1. I would start in the numerai tournament, I did this for 3 years after the first two years of me by myself on the market. It's useful because they provide ml ready data, and you can iterate very quickly. If you do not have ML experience numerai will teach you about many different types of overfitting and the many correct and incorrect ways to deal with them. An example would be some ML people always apply dropout, but when you have a small signal to begin with, dropout can dropout the signal, and then there is only noise left for the model to fit and of course it will then perform poorly. The other thing it will help with is the hopelessness that you will encounter from hitting a wall(hitting a wall is common in ML, and should be expected), the scoreboard shows individuals who have broken through that wall so you can know it is possible.
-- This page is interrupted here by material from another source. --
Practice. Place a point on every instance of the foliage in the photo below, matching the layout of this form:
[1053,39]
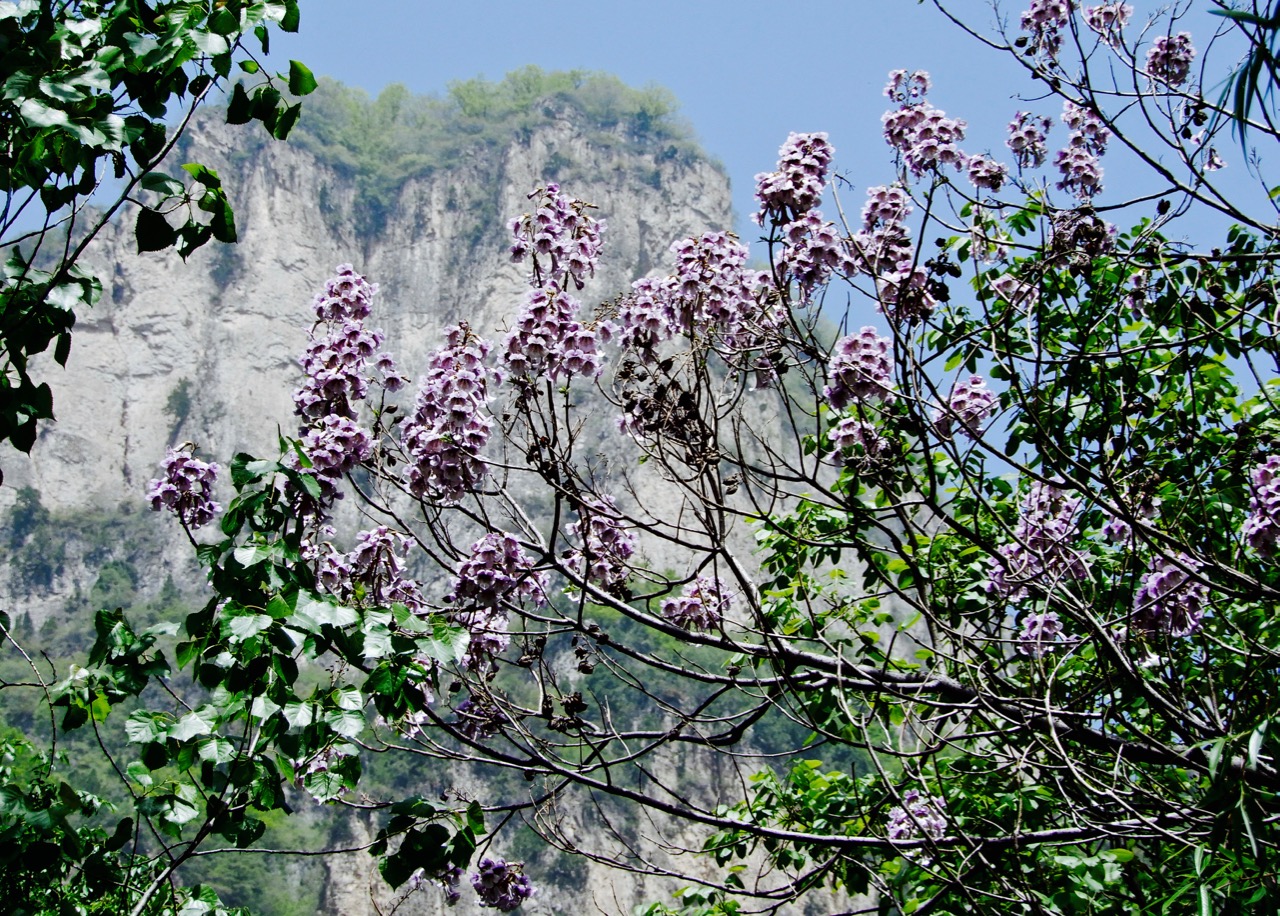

I stopped participating after stabilizing in the top 20 because they change the format of the tournament every so often and I wanted my Saturdays back. You don't need to reach top 20, I hit a wall around rank 100 back when they used actual bitcoin to pay people. You just need to do well in one of the rounds where everyone else fails so you can go through the process of 'what did I do that I'm not aware of that made me succeed where everyone else failed'
2. Read Advances in Financial Machine Learning by Marcos Lopez de Prado. This goes over the false assumptions that outsiders make, and then outlines rookie mistakes(I made many of the mistakes described in the book, then read this book when it came out). It also will break you out of the thinking that leads to typical approaches and why it is unrealistic to expect them to work.
3. Become familiar with retail trader mistakes like overtrading, improper sizing, and emotions as well as the fact that you cannot rely upon regulating bodies to prevent fraud from occurring, they only act after it has occurred.(This is for scenarios where your models says short this stock, then you see that the stock is fraudulent but it continues to exist.) Learning blackjack probabilities + sizing helps with developing a strategy. Things like, do you want a trading system that has 60% accuracy and 10% profit each time, or one that has 45% accuracy but 200% profit each time. It's interesting because even if you have a 50% accurate 200% profit/50% loss strategy, you still need to calculate the probability of what number of losses you will see in a row that will still bankrupt you if you have the wrong size. In college for me this was covered under the Discrete Math Class.
After steps 1+2+3 I think people who have some level of control over their emotions have the right foundation to code a system. There are people that should not trade because they don't have the right personality profile.
4. Find a way to fit the data you encounter into a DB. Early on I had to pay 100 a month to get daily csvs for stock data. I wrote code that answered questions for me from the csvs. This was wasted time, because you can write SQL to answer so many questions. Keep this DB on a separate computer from the one you do ML dev on. Because the computer that ML dev happens on inevitably gets wiped(it will happen to you).
Then for you its a matter of just leveraging python+pandas etc to code a solution that meets your criteria. There are three categories that you have to operate across, infrastructure+forecasting+trading strategy. When you see one of your models predictions become true it really is a different feeling. But to ease my conscience I should warn you, if you are the curious type and you try this once, you will always be curious about it.
For timeseries data im currently using iextrading even though it has downsides(they only have data for trades that route through their exchange). I used to use kibot, alphavantage,scrape yahoo, download stock data csvs from ebay,and save etrade realtime quotes. For placing trades I am currently using alpaca.(I've used IB,etrade,and robinhoods private api before they blocked it).